Ainsi peut-on comprendre que certaines promesses et certains vœux sont dus ! Car ils remplacent une obligation qui ne peut être accomplie sur-le-champ ou en une seule fois. Ce genre d’obligation ne peut être assumé que sous la forme d’une promesse. En effet, une obligation, comme par exemple celle de la fidélité conjugale, ne peut être assumée que sous forme de promesse ! Car la fidélité s’étendant dans l’avenir, la seule manière de s’obliger pour l’avenir est la promesse. Ce sont des obligations qui exigent et impliquent une promesse ou un vœu. Telle est par exemple l’obligation de la foi que nous assumons par la promesse baptismale (le renoncement au diable et au mal, l’adhésion à la foi de l’Église). Dans de tels cas, le vœu est indispensable parce qu’il est le seul moyen que nous ayons de nous engager à notre devoir à l’égard du Seigneur.

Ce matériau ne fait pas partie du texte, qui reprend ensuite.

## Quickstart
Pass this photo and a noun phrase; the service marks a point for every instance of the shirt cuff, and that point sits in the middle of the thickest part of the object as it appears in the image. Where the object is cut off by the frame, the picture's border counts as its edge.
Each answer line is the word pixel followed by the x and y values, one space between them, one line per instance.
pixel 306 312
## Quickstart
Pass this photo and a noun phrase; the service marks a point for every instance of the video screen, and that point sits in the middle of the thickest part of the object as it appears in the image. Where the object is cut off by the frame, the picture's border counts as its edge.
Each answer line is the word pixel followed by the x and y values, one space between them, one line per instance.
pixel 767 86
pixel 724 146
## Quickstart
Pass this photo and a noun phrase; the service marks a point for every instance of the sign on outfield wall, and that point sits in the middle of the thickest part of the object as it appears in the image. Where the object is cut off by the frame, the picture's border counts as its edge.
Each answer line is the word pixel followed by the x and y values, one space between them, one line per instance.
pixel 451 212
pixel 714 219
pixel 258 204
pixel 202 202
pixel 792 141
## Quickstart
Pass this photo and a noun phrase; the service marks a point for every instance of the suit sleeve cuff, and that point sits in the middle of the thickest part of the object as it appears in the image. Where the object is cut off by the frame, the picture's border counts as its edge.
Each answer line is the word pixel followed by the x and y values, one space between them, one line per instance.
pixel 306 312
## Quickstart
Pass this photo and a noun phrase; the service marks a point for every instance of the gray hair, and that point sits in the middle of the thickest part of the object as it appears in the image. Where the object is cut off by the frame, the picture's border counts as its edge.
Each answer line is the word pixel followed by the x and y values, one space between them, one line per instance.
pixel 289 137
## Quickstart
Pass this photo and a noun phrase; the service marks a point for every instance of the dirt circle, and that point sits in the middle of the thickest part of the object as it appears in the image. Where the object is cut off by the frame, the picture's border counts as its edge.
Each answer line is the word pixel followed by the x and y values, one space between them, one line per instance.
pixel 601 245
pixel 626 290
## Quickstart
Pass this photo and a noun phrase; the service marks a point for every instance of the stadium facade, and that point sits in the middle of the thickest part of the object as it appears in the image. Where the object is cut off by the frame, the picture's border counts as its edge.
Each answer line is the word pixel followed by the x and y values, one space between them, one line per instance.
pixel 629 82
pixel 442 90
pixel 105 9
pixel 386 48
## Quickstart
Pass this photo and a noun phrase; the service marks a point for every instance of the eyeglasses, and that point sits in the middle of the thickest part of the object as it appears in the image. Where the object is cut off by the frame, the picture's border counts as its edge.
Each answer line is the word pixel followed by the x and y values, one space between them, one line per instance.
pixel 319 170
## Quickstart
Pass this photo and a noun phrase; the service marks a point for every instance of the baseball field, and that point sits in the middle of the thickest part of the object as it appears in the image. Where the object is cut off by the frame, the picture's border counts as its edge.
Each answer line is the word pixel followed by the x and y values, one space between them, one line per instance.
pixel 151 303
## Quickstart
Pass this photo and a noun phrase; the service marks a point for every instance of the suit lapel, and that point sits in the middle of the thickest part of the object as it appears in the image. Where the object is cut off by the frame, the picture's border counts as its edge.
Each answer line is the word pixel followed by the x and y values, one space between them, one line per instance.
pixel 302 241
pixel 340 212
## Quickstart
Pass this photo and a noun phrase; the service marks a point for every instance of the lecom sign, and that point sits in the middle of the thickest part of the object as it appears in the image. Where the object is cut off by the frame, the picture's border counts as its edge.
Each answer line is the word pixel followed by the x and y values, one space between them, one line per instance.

L’appel que le Seigneur adresse à ses disciples est de cet ordre. Bien sûr, les conditions individuelles et psychologiques d’un appel à la vie consacrée impliquent une maturation de fa prise de conscience et un affermissement progressif et souvent tâtonnant de la volonté de la personne appelée. Mais les récits bibliques de l’appel des disciples par Jésus [7] et la péricope du jeune homme riche (Mc 10,17-23 par) ne s’arrêtent pas à cet aspect des choses. Leur perspective est théologique. Dans la vocation, théologiquement parlant, le Seigneur appelle une personne à le suivre d’une certaine manière, et l’obéissance à cet appel est une expression de la foi donnée au Seigneur par cette personne. Elle n’obéirait pas si elle ne croyait pas en lui. L’appel des premiers disciples apparaît en effet à la fois dans les évangiles synoptiques (Mc 1,14-20) et dans le quatrième évangile (Jn 1,35-51) comme la première réponse exemplaire de foi à l’annonce de la bonne nouvelle (Mc 1, 14 s.) ou à l’annonce christologique, (Jn 1,36.41.45.49.51). Dans la perspective de la théologie biblique, par conséquent, obéir à l’appel du Seigneur est confesser la foi en lui. C’est dire que l’obéissance à l’appel n’est pas laissée au libre choix de celui qui sait qui l’appelle, comme la foi elle-même n’est pas laissée au libre choix de celui qui en perçoit la vérité [8]. Il est clair que, au plan du discernement personnel et subjectif, il faut souvent faire un long chemin avant d’arriver à la perception de la vérité divine de l’appel que l’on sent. Mais cette prise de conscience humaine complexe ne supprime pas la réalité théologique fondamentale de l’appel du Seigneur à la vie consacrée.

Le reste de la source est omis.